• Credit: BAE Systems
    Credit: BAE Systems

BAE Systems Australia has accepted forty apprentices to begin their trades careers in Adelaide, South Australia, the largest ever cohort to be deployed on the Hunter Class Frigate Program.

The apprentices will join more than 1,800 people already working on the program, most of whom are based at the Osborne Naval Shipyard, where Schedule Protection Blocks — to be used in anti-submarine warfare frigates — are currently under construction.

“We welcome each apprentice into the Hunter program and look forward to their development and contribution towards Continuous Naval Shipbuilding in Australia," said Craig Lockhart, Managing Director of BAE Systems Australia – Maritime.

“I started my own career journey as an apprentice technician and look forward to working alongside the cohort as they progress, developing skills and a combined capability that ensures South Australia is a key part of CNS for decades to come. Each apprentice underscores Australia’s commitment to establishing a sovereign capable workforce in shipbuilding.”

The apprentices will take up a range of roles in manufacturing, piping and mechanical trades. Five members of the cohort will start work as electro-technology and machining apprentices at our production workshops.
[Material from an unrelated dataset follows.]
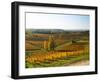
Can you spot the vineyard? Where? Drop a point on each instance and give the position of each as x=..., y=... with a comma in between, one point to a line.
x=42, y=50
Seven are existing BAE Systems employees who are continuing their career journey as mature-aged apprentices.

“It is fantastic to see a record number of new apprentices starting at BAE Systems in 2024. It is an exciting time to be entering the defence industry with South Australia preparing for its nation-leading role in the AUKUS deal and the ramp up of the Hunter Class Frigate Program build," said Blair Boyer, South Australian Minister for Education, Training and Skills.

“An apprenticeship with BAE Systems is achieved through years of dedication and hard work, whether from a school pathway or as a mature aged worker changing jobs, and can lead to a rewarding job for life in our shipyards.”